Similarly, if you already have a Cordova app that you submitted to iOS and Android's stores, then you are now able to turn it also into a Firefox OS app fairly easily without having to fork your entire project.
> What is the advantage of creating Firefox OS using Cordova (if you're only creating firefox os apps)?
The post doesn't seem to say anything about that. I figure this would just be one step for your Cordova app. You would also use it to target Android or iOS (I don't know enough about Cordova to know if iOS is a target).
Cordova is good because you can make the app in HTML and then publish it to be multi-platform (i.e. android and ios). This is just adding a platform to that process.
The fact that the platform they are adding already running apps in the same framework you've written your mockup in is secondary. Wrapping an HTML app into a firefoxOS app is fairly simple, but this will now handle that process for you.

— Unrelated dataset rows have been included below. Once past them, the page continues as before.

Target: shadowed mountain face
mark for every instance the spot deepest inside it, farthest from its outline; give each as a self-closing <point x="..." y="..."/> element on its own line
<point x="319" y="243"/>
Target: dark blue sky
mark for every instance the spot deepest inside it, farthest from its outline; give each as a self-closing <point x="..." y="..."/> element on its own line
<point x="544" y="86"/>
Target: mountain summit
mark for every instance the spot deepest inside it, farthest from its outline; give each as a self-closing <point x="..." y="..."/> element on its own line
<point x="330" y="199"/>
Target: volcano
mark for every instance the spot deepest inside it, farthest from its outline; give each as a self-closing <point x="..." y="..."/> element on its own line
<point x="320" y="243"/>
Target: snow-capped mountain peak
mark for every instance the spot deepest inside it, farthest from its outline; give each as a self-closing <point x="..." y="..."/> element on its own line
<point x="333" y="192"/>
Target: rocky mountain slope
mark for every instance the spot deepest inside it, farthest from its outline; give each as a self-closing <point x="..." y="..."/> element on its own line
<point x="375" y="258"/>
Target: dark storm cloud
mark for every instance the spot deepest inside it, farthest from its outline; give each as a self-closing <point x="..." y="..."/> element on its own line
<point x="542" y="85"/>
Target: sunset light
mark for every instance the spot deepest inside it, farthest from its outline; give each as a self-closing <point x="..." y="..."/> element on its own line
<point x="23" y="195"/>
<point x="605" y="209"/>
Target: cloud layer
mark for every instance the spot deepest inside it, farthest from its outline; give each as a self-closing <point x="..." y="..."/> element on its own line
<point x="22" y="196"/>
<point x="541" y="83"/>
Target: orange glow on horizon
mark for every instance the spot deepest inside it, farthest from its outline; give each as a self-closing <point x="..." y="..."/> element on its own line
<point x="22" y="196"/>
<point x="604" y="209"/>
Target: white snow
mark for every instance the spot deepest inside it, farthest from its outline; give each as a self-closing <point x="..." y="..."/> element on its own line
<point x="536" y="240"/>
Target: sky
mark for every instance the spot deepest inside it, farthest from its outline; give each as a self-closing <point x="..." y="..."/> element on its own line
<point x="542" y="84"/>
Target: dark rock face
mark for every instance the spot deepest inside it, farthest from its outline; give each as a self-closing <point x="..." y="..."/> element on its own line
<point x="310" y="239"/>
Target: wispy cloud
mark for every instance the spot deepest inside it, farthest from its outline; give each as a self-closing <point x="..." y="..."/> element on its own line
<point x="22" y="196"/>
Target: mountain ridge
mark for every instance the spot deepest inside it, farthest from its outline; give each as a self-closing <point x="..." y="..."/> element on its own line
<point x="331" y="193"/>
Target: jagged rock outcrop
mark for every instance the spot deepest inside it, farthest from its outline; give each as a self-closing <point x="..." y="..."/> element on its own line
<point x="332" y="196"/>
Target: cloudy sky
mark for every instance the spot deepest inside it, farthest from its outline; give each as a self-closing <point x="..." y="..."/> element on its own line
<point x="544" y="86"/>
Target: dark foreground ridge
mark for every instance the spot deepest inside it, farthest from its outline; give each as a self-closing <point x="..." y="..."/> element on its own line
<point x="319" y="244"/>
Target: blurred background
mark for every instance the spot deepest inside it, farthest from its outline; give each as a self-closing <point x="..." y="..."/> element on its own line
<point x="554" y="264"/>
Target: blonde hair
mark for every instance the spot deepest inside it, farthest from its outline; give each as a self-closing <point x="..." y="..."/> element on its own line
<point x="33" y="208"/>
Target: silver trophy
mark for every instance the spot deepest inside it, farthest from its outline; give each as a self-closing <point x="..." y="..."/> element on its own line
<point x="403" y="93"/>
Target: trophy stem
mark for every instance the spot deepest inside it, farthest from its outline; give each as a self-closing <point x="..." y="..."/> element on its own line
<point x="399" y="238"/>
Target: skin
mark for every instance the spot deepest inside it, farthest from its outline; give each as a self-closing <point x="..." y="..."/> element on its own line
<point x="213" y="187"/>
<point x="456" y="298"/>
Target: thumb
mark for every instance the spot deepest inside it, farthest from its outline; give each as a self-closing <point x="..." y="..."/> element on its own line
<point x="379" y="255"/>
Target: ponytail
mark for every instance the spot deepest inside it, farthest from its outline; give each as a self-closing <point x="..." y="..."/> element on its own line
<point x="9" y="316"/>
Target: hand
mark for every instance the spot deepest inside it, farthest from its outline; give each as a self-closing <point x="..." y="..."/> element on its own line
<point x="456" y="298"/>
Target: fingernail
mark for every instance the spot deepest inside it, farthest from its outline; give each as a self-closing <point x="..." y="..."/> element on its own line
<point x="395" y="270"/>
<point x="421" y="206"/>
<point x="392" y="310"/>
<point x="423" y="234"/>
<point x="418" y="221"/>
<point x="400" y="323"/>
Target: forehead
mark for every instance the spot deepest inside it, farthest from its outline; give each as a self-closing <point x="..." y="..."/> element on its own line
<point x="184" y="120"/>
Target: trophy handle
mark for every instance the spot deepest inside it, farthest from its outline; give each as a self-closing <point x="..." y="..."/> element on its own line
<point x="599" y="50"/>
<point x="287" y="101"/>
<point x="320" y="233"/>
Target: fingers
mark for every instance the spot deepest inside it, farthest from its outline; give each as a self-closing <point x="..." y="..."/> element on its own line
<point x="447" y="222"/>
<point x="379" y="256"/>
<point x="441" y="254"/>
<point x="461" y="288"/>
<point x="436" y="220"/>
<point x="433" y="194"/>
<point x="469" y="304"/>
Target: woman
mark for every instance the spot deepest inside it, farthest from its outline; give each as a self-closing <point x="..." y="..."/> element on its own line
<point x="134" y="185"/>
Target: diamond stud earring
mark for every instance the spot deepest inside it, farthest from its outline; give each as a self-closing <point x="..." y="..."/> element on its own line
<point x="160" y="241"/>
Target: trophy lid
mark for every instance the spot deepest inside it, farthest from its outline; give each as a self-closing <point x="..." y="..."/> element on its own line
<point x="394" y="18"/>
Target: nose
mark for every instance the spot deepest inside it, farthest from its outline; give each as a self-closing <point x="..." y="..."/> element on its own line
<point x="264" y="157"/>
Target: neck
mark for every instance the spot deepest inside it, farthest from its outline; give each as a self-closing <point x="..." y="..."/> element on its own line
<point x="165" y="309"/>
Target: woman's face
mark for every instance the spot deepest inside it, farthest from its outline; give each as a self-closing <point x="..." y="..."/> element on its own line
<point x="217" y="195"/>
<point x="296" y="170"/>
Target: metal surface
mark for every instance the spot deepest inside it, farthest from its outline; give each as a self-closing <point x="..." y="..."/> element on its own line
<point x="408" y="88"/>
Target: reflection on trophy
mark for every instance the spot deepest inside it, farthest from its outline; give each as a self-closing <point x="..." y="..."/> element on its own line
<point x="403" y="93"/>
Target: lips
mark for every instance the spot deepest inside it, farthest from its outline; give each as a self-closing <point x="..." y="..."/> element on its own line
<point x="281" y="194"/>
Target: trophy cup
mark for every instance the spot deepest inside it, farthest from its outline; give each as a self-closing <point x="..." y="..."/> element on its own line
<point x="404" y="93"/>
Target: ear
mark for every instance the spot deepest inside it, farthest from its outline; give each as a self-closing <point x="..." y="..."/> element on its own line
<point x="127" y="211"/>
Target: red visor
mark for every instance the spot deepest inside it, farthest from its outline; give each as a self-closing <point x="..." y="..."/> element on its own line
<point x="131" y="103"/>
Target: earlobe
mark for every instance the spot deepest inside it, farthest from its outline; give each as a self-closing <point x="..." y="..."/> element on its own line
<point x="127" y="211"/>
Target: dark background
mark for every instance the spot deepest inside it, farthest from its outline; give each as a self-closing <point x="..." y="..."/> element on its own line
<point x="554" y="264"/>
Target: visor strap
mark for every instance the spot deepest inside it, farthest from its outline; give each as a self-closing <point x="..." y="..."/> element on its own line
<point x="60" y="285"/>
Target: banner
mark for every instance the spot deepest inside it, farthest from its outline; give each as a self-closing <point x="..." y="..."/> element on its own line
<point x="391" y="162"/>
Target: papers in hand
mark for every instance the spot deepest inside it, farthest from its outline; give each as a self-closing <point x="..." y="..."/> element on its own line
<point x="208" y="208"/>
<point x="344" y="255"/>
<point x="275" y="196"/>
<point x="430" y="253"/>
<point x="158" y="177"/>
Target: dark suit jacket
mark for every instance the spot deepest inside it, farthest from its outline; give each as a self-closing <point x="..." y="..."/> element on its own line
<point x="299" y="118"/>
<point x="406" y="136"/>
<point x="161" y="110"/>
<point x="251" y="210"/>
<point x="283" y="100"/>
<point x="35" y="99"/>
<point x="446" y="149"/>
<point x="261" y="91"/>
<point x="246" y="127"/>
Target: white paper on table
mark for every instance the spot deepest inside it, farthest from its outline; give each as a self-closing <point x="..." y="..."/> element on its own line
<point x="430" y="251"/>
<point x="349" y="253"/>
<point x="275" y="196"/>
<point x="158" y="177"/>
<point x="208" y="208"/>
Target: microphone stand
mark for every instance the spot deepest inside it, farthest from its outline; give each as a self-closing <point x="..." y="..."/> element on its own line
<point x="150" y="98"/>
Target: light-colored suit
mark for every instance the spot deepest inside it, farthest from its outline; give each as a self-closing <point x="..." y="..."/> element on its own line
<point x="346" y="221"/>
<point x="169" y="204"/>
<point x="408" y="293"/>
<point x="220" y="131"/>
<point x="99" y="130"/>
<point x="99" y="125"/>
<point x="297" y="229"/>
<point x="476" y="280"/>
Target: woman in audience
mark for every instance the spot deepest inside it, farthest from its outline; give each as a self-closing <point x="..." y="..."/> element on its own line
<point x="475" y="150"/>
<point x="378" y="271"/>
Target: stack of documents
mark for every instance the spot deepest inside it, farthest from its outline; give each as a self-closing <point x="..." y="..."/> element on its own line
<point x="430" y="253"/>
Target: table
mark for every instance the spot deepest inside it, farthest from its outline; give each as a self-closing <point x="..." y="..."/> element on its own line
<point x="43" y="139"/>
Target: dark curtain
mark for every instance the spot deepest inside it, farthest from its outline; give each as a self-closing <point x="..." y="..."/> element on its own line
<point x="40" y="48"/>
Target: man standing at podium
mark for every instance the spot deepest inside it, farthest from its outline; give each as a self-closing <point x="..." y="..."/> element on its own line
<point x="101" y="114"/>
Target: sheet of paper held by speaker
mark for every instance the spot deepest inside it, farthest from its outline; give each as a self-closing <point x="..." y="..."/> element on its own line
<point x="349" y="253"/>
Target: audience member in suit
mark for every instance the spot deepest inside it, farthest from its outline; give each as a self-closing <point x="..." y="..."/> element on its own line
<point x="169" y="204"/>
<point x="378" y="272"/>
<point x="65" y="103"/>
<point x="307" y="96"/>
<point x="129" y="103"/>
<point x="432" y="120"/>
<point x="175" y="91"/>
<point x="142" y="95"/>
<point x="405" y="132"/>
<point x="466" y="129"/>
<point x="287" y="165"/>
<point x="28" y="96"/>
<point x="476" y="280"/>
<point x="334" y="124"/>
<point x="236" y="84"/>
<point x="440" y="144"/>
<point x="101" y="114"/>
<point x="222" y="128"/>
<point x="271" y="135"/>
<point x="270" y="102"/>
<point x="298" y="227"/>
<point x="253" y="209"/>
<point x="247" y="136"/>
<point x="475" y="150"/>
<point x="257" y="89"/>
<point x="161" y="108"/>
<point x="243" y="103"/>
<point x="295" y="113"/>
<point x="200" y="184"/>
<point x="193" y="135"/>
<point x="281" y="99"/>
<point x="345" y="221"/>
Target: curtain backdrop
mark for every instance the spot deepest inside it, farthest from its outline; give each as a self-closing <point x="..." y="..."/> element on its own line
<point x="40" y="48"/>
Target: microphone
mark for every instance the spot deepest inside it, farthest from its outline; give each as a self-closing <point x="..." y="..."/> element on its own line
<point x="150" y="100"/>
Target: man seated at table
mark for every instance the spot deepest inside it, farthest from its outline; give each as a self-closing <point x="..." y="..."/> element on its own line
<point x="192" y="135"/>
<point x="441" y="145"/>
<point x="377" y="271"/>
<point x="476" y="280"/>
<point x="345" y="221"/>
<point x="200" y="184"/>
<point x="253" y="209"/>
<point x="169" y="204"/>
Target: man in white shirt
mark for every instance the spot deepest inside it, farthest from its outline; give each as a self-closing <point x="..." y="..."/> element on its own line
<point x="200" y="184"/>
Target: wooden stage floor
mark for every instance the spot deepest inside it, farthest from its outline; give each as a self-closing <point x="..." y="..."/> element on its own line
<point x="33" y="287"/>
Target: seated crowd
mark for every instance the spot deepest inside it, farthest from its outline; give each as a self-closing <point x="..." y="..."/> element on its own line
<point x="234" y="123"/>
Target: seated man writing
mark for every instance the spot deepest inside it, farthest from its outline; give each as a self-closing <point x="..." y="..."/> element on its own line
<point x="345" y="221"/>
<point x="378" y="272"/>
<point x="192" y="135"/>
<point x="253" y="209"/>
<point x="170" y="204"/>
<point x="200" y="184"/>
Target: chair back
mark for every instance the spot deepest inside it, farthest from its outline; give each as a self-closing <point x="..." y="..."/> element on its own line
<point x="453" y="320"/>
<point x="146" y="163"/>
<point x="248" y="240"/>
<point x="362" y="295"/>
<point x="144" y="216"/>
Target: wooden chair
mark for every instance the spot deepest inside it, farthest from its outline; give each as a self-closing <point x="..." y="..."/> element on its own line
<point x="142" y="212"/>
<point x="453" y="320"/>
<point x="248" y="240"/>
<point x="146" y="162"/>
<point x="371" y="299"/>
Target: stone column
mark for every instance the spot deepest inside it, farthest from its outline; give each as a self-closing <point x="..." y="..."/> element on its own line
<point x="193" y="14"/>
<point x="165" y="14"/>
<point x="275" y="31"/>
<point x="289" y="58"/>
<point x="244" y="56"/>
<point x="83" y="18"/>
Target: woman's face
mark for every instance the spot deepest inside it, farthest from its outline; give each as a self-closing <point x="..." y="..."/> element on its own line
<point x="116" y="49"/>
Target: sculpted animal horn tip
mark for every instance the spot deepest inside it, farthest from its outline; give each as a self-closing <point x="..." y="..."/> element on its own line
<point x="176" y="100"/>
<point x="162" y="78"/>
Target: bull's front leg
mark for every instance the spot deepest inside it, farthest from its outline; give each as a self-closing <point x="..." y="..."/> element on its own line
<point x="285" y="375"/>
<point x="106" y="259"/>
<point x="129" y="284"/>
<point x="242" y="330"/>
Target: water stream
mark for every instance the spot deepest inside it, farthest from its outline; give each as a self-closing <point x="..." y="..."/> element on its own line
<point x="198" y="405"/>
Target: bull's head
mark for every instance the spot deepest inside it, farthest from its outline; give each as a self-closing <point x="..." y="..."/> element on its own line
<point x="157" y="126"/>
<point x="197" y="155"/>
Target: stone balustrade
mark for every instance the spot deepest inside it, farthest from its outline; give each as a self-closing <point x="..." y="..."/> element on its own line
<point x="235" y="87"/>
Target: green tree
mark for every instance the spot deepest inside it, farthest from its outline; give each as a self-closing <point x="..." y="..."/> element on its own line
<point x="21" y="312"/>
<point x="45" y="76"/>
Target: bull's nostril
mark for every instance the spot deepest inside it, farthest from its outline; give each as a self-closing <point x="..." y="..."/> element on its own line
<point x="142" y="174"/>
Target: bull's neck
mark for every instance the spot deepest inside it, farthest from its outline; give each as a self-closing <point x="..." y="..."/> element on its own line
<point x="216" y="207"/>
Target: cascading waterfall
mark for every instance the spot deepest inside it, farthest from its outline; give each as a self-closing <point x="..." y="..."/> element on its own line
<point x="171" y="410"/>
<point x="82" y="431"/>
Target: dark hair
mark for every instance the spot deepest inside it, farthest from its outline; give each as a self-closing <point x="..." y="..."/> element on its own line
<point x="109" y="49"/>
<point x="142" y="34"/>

It simplifies your life if you don't need quality (tailored platform experience). Makes it simpler to tick the mark that you have a version of app you don't really care about on every platform.
The problem lies in how it is used. Our project tried to incorporate a ton of native UI/UX conventions that screwed us over royally. CSS transitions, layered divs, swipe gestures, all of these were far too complicated for a little phone to handle. Stay away from these, and do simple hides and shows. Or go the hybrid method of having barebones native wrappers and web-views inside of those views.
The web (i.e. HTML/CSS/JS) promises a lot but mobile browsers are nowhere near where they should be in terms of pure processing power. As of right now, native is still the way to go.